The Diablo cursor that travels all over a 3d map in response to a 2d mouse position also turned out to be a lot easier than I anticipated, and doesn't even require a bunch of funky juggling of world and screen coords. All it takes is a raycast through the player follow camera. The conveniently provided Ignore Raycast Layer also saved me some trouble. The entire thing is two lines:

screenPos = Input.mousePosition;
mouseRay = this.camera.ScreenPointToRay(screenPos);

transform.LookAt... seriously? You can do this? I'm going to try to pretend all that time I wasted on older projects doing Quaternion math just never happened.

Vector3.MoveTowards is also pleasingly simple. You don't unfortunately get any easing this way, and poking around in the math library always gives me a headache, so I eventually hacked in something I could live with: if the player is within 1 or 2 units of the destination, their speed is halved. This almost looks like a lerp if you kind of squint at it. 

Some weapon experiments quickly led me to the rigidbody system. The idea of a Zel-diablo-like with real physics projectiles is intriguing, though I'm not sure it will ultimately be worth doing. My first attempts featured arrows that tumbled like poorly winged footballs, which is kind of interesting on its own.. what about a game where you start out as a completely inept archer? 

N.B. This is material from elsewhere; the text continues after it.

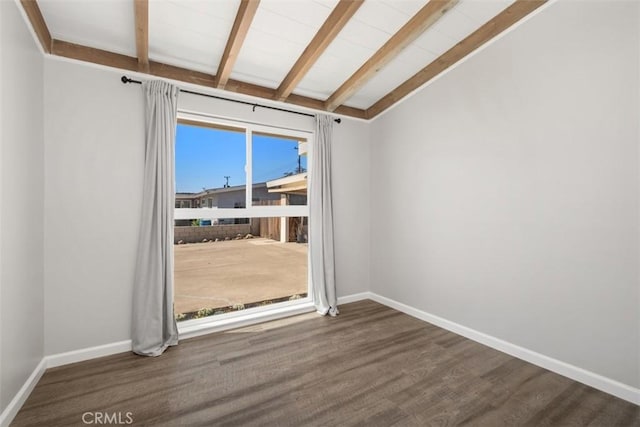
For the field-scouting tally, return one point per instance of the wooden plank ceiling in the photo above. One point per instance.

The main idea I wanted to bring to life here was a mental image of the player confronted by something like a rampaging bear, which would continue to approach as the player peppered it with arrows, but the arrows would remain sticking out of the bear. The end result looks more like a purple refrigerator, and the arrows tend not to get "captured" until they've passed entirely through the target, but some of the idea made it through. When an arrow hits the purple thing, its OnCollisionEnter function grabs the arrow's rigidbody and sets it to kinematic, which disables forces, then sets the arrow's transform as a child of the enemy. Instant porcupine effect!

There are unlimited possibilities here, beyond "bair-baiting simulator", and I hope to eventually make this into something more impressive, but I think it stands as a good example of what you can do by stumbling around in Unity for a few hours with a vague idea or two. Time to shelve it and return, slightly refreshed, to the primary project.